This is a high level overview of our architecture at Sourcegraph so you can understand how our services fit together.
You should take a moment to browse our public documentation and marketing to see what our users see: https://about.sourcegraph.com/
To view this diagram in its rendered form on GitHub, install the Sourcegraph extension and enable Mermaid.js rendering in the experimental options menu.
graph LR
Frontend-- HTTP -->gitserver
searcher-- HTTP -->gitserver
query-runner-- HTTP -->Frontend
query-runner-- Graphql -->Frontend
repo-updater-- HTTP -->github-proxy
github-proxy-- HTTP -->github[github.com]
repo-updater-- HTTP -->codehosts[Code hosts: GitHub Enterprise, BitBucket, etc.]
repo-updater-->redis-cache
Frontend-- HTTP -->query-runner
Frontend-->redis-cache["Redis (cache)"]
Frontend-- SQL -->db[Postgresql Database]
Frontend-->redis["Redis (session data)"]
indexer-->lsp-proxy
Frontend-- HTTP -->searcher
Frontend-- LSP over TCP -->lsp-proxy
Frontend-- HTTP ---indexer
Frontend-- HTTP ---repo-updater
Frontend-- net/rpc -->indexed-search
indexed-search[indexed-search/zoekt]-- HTTP -->Frontend
indexer-- HTTP -->gitserver
repo-updater-- HTTP -->gitserver
lsp-proxy-->redis-cache
lsp-proxy-- LSP over TCP -->langservers[Language servers: Go, Java, etc.]
react[React App]-- Graphql -->Frontend
react[React App]-- LSP over HTTP -->Frontend
browser_extensions[Browser Extensions]-- Graphql -->Frontend
browser_extensions[Browser Extensions]-- LSP over HTTP -->Frontend
Here are the services that compose Sourcegraph.
frontend (code)
The frontend serves our web app and hosts our GraphQL API.
Application data is stored in our Postgresql database.
Session data is stored in redis.
github-proxy (code)
Proxies all requests to github.com to keep track of rate limits and prevent triggering abuse mechanisms.
gitserver (code)
Mirrors repositories from their code host. All other Sourcegraph services talk to gitserver when they need data from git. Requests for fetch operations, however, should go through repo-updater.
indexer (code)
The indexer has a few responsibilities:
- It keeps the cross-repo code intelligence indexes for repositories up to date.
- It makes sure the appropriate language servers are enabled (Sourcegraph Server only).
- It is how the frontend enqueues repositories for updating when (e.g. a user visits a repository).
lsp-proxy (code)
Handles all LSP requests and routes them to the appropriate language server.

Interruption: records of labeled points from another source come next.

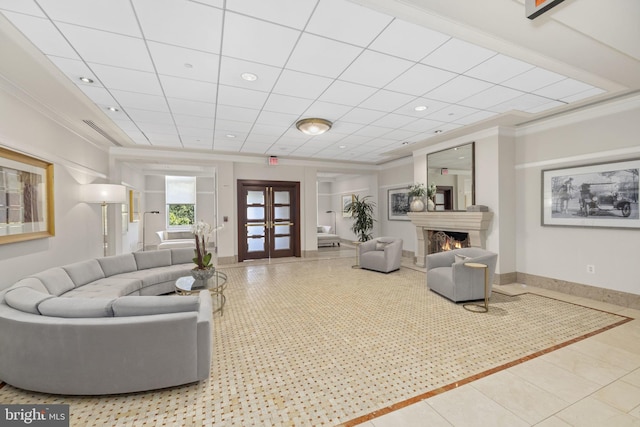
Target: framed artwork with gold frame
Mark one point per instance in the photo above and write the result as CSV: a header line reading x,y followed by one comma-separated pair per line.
x,y
26,197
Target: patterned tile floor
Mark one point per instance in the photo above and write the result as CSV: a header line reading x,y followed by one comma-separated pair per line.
x,y
315,342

Language servers implement the Language Server Protocol to provide code intelligence (hover tooltips, jump to definition, find references).
We have built some language servers ourself (Go, Java, TypeScript/JavaScript, Python, PHP), and we can also integrate language servers built by the community by wrapping them with lsp-adapter.
query-runner (code)
Periodically runs saved searches and sends notification emails.
repo-updater (code)
Repo-updater (which may get renamed since it does more than that) tracks the state of repos, and is responsible for automatically scheduling updates ("git fetch" runs) using gitserver. Other apps which desire updates or fetches should be telling repo-updater, rather than using gitserver directly, so repo-updater can take their changes into account.
searcher (code)
Provides on-demand search for repositories. It scans through a git archive fetched from gitserver to find results.
indexed-search/zoekt (code)
Provides search results for repositories that have been indexed. This is a paid feature.
We forked https://github.com/google/zoekt.
symbols (code)
Indexes symbols in repositories using Ctags.
syntect (code)
Syntect is a Rust service that is responsible for syntax highlighting.
We publish browser extensions for Chrome, Firefox, and Safari, that provide code intelligence (hover tooltips, jump to definition, find references) when browsing code on code hosts. By default it works for open-source code, but it also works for private code if your company has a Sourcegraph deployment.
It uses GraphQL APIs exposed by the frontend to fetch data.
Editor extensions (docs)
Our editor extensions provide lightweight hooks into Sourcegraph, currently.